Doctors at University College, London, have found that sufferers have loss of movement in a major nerve in the wrist.
It is the first time doctors have uncovered what is specifically happening inside the arm of a sufferer and could lead to a surge in compensation claims.
Medical and legal experts have often dismissed complaints of RSI as imagination or stress because there are no obvious signs of physical injury. A High Court judge ruled there was ‘no such thing’.
RSI, also known as nonspecific arm pain (NSAP), is most closely associated with intensive keyboard use, but it also afflicts a wide range of people doing repetitive work including musicians, checkout operators and assembly line workers. Sufferers say their chronic pain in the neck, fingers, shoulders or arms can be so severe it prevents them from lifting objects.

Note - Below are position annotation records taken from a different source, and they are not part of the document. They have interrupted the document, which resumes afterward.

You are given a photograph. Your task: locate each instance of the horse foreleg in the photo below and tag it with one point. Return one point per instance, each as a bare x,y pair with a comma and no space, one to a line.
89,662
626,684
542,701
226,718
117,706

The research at University College used magnetic resonance imaging scans which showed that patients had only 31 per cent movement of a major nerve that passes through the carpal tunnel at the base of the hand. Physiotherapist Jane Greening, who led the study, said: ‘NSAP may be due in part to entrapment and loss of mobility of the median nerve at the carpal tunnel. ‘It has been shown that minor nerve compression will trigger marked changes in normal function and cause pain.’
Greening and her colleagues produced images of the wrists of seven RSI patients which showed the limited movement of the median nerve when compared with scans of people without RSI.